Committee Of Correspondence

Are We Importing Poverty with Immigrants?

Herb Stein
2:38 p.m.  Friday  8/16/96
What to do about immigration is now high on the list of national concerns, as it has been at many earlier times in this century and even in the preceding one. Today’s questions focus mainly on the economic consequences of immigration: Is the influx of labor depressing the earnings of American workers, especially those with low skills? Is providing social benefits, including welfare and education, for immigrants and their children imposing a heavy burden on American taxpayers? Complaints about immigration are made doubly irritating by the fact that a large proportion of immigrants enter the country illegally. In this week’s panel five well-informed students of immigration will assess the validity and weight of these concerns. They will then discuss the policy options that are available for dealing with such problems as are identified. Probably no one thinks that immigration into the United States should be unlimited. Probably no one thinks that immigration should be totally barred. There are humanitarian, political and economic reasons for some immigration. The main policy questions seem to be: Should the number of legal immigrants admitted and the condition of their admission be changed? What can be done to check the flow of illegal immigrants? What responsibilities does government–federal, state or local–have to immigrants, legal or illegal, and to their children?

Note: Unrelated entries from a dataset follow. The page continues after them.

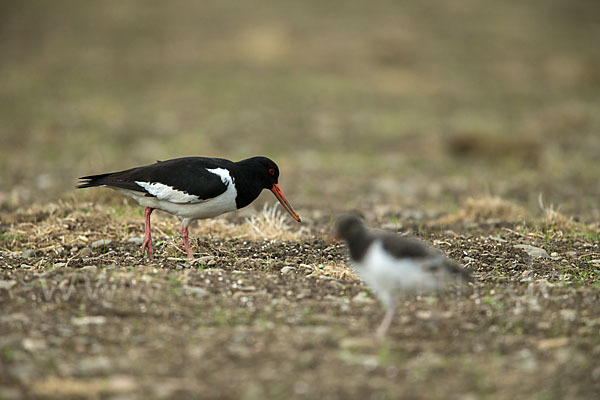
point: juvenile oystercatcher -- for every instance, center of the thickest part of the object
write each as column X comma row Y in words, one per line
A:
column 194, row 188
column 393, row 265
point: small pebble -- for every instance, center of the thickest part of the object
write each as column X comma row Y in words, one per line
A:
column 29, row 253
column 101, row 243
column 7, row 284
column 287, row 270
column 85, row 252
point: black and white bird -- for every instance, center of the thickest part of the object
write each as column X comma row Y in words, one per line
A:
column 394, row 266
column 194, row 188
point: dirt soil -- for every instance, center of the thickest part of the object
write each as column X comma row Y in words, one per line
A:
column 474, row 126
column 284, row 319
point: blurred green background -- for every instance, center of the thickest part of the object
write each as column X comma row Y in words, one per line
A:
column 403, row 103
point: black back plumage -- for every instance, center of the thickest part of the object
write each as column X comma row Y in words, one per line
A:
column 191, row 175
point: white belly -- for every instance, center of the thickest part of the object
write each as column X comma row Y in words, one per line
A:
column 187, row 212
column 386, row 274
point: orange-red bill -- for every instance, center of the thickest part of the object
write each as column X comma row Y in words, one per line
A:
column 288, row 207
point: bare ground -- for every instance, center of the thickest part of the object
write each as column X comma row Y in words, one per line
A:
column 286, row 318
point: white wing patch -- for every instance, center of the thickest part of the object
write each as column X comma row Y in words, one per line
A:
column 223, row 173
column 165, row 192
column 168, row 193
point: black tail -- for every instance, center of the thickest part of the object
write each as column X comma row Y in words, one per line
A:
column 92, row 180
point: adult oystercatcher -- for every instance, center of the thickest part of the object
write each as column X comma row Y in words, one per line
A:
column 194, row 188
column 393, row 265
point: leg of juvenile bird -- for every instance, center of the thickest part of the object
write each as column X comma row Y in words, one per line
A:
column 387, row 321
column 186, row 242
column 147, row 244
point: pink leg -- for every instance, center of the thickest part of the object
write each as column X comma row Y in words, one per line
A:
column 184, row 235
column 385, row 324
column 147, row 244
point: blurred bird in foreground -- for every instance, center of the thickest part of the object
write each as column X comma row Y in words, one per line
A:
column 393, row 265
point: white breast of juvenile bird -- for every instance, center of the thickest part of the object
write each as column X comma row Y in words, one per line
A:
column 388, row 274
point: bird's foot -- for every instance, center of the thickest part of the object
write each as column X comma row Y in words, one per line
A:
column 186, row 241
column 147, row 244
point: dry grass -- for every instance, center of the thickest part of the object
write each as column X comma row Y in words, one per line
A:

Our panelists are:
  • George Borjas, professor of public policy at Harvard University.
  • Barry Chiswick, head of the department of economics at the University of Illinois at Chicago.
  • Mark Krikorian, executive director of the Center for Immigration Studies.
  • Peter Skerry, visiting fellow in the governmental studies program at the Brookings Institution.
  • Sanford Ungar, dean of the School of Communication at American University.